The guidance, entitled “Content of Premarket Submissions for Management of Cybersecurity in Medical Devices” [PDF], suggests that medical device security functions should include the following (among others):
- limit access to devices through the authentication of users
- use automatic timed methods to terminate sessions where appropriate
- where appropriate, differentiate privileges based on the user role
- strengthen password protection by avoiding hardcoded passwords
- where appropriate, provide physical locks on devices
- require user authentication before permitting software or firmware updates
While much of the guidance may seem pretty straightforward, SailPoint president and founder Kevin Cunningham said by email that it’s a crucial first step.
“If organizations focus on the spirit of the mandate and change their overall behavior, rather than simply focusing on tactical improvements, they’ll be in a much better to enable mobile devices while protecting data,” Cunningham said.

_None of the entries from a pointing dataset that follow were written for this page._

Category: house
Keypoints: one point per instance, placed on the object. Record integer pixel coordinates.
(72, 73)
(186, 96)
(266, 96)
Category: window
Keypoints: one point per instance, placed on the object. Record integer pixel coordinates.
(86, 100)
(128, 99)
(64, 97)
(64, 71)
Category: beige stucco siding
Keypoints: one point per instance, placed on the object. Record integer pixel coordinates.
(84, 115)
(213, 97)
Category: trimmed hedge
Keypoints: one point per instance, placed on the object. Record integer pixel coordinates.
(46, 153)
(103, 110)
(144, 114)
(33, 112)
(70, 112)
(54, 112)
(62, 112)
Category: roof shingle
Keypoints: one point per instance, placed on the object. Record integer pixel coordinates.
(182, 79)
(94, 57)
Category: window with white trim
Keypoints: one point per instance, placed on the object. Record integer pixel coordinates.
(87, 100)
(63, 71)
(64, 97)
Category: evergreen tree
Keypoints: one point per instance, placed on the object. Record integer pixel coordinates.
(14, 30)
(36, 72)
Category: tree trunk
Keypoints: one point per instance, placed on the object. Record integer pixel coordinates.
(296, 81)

With medical devices accessing sensitive patient data on a regular basis, Cunningham said, concerns regarding their security are highly relevant — particularly if you consider how often customer data is breached when a laptop is lost or stolen.
“When you think of a mobile device containing personal healthcare information, and how easy it is to misplace or steal one of those devices, you can understand why the FDA is focusing on security,” Cunningham said.
Ultimately, Cunningham said, the FDA is taking the right approach to helping manufacturers secure these devices. “They’re clearly saying that security of mobile devices is important, but they’re leaving a lot of latitude to individual organizations around how to address those concerns,” he said.
Even basic guidance could well be of use for many organizations — Forrester Research recently reported that more than 41 percent of healthcare organizations still haven’t deployed endpoint encryption.
The FDA plans to hold a public workshop on medical device and healthcare cybersecurity on October 21 and 22, 2014.